关键词《第一批国家珍贵古籍名录图录》版本学价值

《第一批国家珍贵古籍名录图录》(以下简称《名录图录》)由中国国家图书馆、中国国家古籍保护中心编辑,国家图书馆出版社2008年12月出版。该书所收书影是在对全国各级各类图书馆、博物馆及民间收藏古籍进行普查,并由各收藏单位申报,经全国古籍评审委员会反复审议、遴选、论证,最后由国务院审批公布的《第一批国家珍贵古籍名录》中的古籍的特照,共收录“先秦至明清古籍2392种,其中汉文古籍2282部,各族文字古籍110部。汉文古籍包括简帛117种、敦煌文书72件、古籍2020部、碑帖73部。民族文字古籍包括焉耆一龟兹文、于阗文、藏文、回鹘文、西夏文、白文、蒙古文、察合台文、彝文、满文、东巴文、傣文、水文、古壮字等14种文字”。数字影印,装订为八册,十六开精装。由国务院文件、前言、凡例、总目录、分册目录和书影六部分组成。“国务院文件”公布了第一批国家珍贵古籍名录和第一批全国古籍重点保护单位名单;“前言”概述了“中华古籍保护计划”实施的意义、目的、步骤及《第一批国家珍贵古籍名录》的收录内容和编排方式;“凡例”介绍了收录原则、编排原则、题名原则、选图原则、著录原则等具体做法;八册书影真实地再现了各个历史时期、各种载体、各种语言文字、各种书写、刊刻、装帧形式的典籍原貌,图文并茂,相得益彰。
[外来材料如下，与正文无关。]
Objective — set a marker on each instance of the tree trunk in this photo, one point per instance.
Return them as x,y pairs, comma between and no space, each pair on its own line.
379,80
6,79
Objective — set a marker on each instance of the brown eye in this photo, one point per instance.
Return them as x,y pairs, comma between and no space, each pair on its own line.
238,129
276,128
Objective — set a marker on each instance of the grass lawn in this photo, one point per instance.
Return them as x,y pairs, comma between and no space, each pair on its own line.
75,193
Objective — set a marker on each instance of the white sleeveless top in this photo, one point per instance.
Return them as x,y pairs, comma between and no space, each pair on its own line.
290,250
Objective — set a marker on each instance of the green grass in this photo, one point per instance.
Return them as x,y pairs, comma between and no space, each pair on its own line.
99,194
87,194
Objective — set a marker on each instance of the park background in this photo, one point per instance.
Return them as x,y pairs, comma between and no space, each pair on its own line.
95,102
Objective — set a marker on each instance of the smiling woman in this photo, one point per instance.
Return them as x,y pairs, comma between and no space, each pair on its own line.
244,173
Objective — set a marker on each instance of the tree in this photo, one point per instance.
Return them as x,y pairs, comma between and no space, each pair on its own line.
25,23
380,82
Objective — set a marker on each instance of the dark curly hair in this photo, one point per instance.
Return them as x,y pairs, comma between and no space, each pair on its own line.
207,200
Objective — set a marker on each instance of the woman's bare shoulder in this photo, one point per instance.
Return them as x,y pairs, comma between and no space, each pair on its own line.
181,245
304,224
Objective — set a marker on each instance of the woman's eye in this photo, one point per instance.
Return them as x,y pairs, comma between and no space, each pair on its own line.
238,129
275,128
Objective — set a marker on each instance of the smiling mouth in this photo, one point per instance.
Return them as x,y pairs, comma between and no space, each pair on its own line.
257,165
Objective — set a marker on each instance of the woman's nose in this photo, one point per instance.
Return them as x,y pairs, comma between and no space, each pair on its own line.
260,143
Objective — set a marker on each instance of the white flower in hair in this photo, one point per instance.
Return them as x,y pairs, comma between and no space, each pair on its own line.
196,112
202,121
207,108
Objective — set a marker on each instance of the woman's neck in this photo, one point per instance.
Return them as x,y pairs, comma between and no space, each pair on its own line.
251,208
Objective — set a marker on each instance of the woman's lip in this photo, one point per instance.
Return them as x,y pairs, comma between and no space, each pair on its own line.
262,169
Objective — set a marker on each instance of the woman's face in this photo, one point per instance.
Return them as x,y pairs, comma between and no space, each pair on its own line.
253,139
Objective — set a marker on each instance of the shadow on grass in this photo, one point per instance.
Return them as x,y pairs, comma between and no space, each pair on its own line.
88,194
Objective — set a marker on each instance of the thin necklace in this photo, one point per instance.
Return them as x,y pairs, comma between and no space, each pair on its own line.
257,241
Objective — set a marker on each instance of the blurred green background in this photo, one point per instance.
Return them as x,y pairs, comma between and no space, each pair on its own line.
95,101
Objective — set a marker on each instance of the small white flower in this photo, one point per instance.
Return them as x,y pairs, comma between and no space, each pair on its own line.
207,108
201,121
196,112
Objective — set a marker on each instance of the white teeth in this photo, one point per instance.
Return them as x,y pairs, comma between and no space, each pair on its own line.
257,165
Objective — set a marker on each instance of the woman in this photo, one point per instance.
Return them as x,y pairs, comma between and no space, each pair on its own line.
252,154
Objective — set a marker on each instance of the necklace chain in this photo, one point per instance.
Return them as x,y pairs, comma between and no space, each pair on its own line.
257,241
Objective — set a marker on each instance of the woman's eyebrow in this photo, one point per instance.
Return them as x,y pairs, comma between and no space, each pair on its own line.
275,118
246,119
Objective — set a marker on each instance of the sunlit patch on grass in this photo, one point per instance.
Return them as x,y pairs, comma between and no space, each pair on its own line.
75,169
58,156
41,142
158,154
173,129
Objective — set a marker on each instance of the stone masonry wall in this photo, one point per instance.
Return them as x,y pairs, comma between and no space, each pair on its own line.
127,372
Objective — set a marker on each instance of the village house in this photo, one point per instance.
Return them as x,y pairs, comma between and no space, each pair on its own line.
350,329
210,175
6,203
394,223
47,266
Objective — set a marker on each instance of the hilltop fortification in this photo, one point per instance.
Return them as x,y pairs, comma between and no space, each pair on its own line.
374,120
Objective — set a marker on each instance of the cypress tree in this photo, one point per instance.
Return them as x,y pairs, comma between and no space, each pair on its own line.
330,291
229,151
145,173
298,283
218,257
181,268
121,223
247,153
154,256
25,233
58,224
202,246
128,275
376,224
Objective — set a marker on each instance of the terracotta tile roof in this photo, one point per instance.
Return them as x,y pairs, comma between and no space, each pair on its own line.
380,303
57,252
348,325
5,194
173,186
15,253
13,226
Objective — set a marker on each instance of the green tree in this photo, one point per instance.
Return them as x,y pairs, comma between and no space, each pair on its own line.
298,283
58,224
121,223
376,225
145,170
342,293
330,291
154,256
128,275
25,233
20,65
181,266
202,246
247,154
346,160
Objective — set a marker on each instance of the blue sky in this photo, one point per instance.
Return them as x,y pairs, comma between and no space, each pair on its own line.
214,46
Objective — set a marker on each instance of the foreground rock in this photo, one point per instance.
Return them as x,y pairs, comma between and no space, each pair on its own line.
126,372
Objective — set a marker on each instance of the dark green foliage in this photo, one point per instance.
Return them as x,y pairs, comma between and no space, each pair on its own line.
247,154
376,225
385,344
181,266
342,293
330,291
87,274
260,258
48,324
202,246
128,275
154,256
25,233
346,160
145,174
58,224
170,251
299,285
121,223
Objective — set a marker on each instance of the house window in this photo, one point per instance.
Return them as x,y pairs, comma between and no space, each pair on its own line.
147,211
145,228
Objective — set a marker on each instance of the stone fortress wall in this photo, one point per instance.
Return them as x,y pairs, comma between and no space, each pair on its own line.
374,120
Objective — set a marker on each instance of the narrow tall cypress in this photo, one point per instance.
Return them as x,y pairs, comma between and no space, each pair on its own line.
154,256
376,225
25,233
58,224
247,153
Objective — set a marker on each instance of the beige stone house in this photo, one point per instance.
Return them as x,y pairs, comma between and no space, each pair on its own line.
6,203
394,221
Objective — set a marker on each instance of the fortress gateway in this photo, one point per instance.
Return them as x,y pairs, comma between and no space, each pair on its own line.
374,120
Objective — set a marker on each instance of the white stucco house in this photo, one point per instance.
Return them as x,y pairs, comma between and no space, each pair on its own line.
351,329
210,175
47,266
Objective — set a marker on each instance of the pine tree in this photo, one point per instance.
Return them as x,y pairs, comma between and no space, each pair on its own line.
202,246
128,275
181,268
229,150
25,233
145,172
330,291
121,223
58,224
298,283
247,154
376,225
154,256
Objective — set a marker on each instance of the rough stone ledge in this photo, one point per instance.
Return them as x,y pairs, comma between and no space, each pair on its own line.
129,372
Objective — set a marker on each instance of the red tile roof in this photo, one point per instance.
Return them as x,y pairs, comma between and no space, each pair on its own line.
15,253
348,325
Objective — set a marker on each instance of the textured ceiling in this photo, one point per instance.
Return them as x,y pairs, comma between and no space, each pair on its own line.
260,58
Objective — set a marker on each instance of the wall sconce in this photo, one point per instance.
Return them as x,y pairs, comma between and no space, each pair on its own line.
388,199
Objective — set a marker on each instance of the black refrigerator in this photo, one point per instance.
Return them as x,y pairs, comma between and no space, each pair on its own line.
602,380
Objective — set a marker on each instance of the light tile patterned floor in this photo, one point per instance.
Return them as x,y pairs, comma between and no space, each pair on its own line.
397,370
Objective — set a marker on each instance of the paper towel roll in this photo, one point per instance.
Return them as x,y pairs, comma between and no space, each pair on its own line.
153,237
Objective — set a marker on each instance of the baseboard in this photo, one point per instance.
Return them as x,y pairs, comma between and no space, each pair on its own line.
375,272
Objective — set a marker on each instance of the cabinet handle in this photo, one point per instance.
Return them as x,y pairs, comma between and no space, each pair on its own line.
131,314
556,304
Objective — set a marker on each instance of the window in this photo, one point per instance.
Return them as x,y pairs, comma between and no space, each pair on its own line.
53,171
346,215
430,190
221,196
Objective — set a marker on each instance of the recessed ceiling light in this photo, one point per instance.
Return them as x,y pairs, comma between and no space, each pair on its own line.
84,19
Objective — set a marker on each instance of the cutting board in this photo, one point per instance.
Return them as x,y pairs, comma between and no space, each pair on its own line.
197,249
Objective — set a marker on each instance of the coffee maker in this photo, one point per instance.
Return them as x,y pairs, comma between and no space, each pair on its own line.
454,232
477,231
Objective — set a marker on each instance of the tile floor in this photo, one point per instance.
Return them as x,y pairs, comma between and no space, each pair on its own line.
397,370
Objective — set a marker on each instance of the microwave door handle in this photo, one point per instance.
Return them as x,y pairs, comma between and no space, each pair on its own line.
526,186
《名录图录》之书影之精,涉猎朝代、载体、版式、文字、装帧之全,说明文字之严谨,收藏单位之具体都是前所未有的,其版本学价值表现在以下五个方面:

1鲜活地再现了我国现存珍贵古籍的原貌

遍览《名录图录》的每一幅书影,两千多种古籍的风姿跃然纸上,逼真、鲜活,难以忘怀。如楚简00024《昔者老君》宽篾细纹,污浸余痕;秦简00038《封诊式》、00039《秦律十八种》断缝裂痕,经修复的垫板、捆绳;汉简00049《历谱》、00050《脉书》、00053《诗经》窄条污染,字缺竹弯,墨字难辨;汉帛00097《丧服图》、00098《春秋事语》、00099《战国纵横家书》字残帛缺,糟朽易碎,难以轻轻舒展;00104《五星占》、00113《胎产书》等残帛密对,朱栏断续,裱底凸露;00105《天文气象杂占》、00116《道引图》虽说残损严重,但人、物各异,千姿百态,颜色鲜明;唐写本00119《大般若波罗密多经卷卅》、大理国写本00986《密教观行次第》,乌丝栏界行及潮湿发霉、水浸剥蚀、烟熏尘封的痕迹;后梁贞明写本00137《贤劫千佛名经卷上》,彩绘莲花座上释迦摩尼图像;刻本中眉山麻纸的细密,建安黄纸的粗糙,江西竹纸的连纹;辽版含有金刚杵及祥云纹、宝珠纹的四周双边框,元刻版面的邋遢、墨迹的浑浊;元刻明修本00342《尔雅注疏十卷》、明南监本01739《朱子语略二十卷》的虫蚀图案,嘉靖本01318《诗辑三十六卷》、01543《两汉博闻十二卷》、01544《汉隽十卷》背面字迹正面凸显以及00436宋刻宋元递修本《唐书二百二十五卷目录二卷》的公文纸等特征,都历历在目,给读者一种不是原本胜似原本的感觉。

通过这些书影所展示的墨色品质、字迹刀法、版式特征、装帧形制等,真实地再现了我国书籍史、雕版史的发展轨迹。如经折装的版式,汉文多为半页六行,行与行之间的距离均等,少数民族文字的版式则较为灵活,不仅左右折,上下折,而且折痕处也有不同的处理。如回鹘文元刻本02303《药师琉璃光七佛本愿功德经》,半页六行为一折;西夏文元刻本02315《过去庄严劫千佛明经一卷》、02322《妙法莲花经七卷》等,大字每半页六行、小字每半页八行,皆为一折,折与折之间都留有宽于行距的空白处用于折叠;藏文明永乐刻本02290《圣妙吉祥真实明经》则为上下折,汉文序一折七行,每折之间用双线隔开以折叠;藏文一折六行,折与折之间留有适当空白用于折叠,左右双边,此种版式在汉文刻本中极少见到。梵夹装如藏文元刻本02286《因明正解藏论》、明写本02292《苯教经咒集要》、傣文清贝叶经02374《大藏经》、02372《粘向》等的版式设计、左右栏线、页码位置、绳眼及捆绑方式等清晰可见,特别是现藏于西双版纳傣族自治州少数民族研究所的傣文清抄本02373《羯磨说》梵夹式上下折叠,绝世罕见。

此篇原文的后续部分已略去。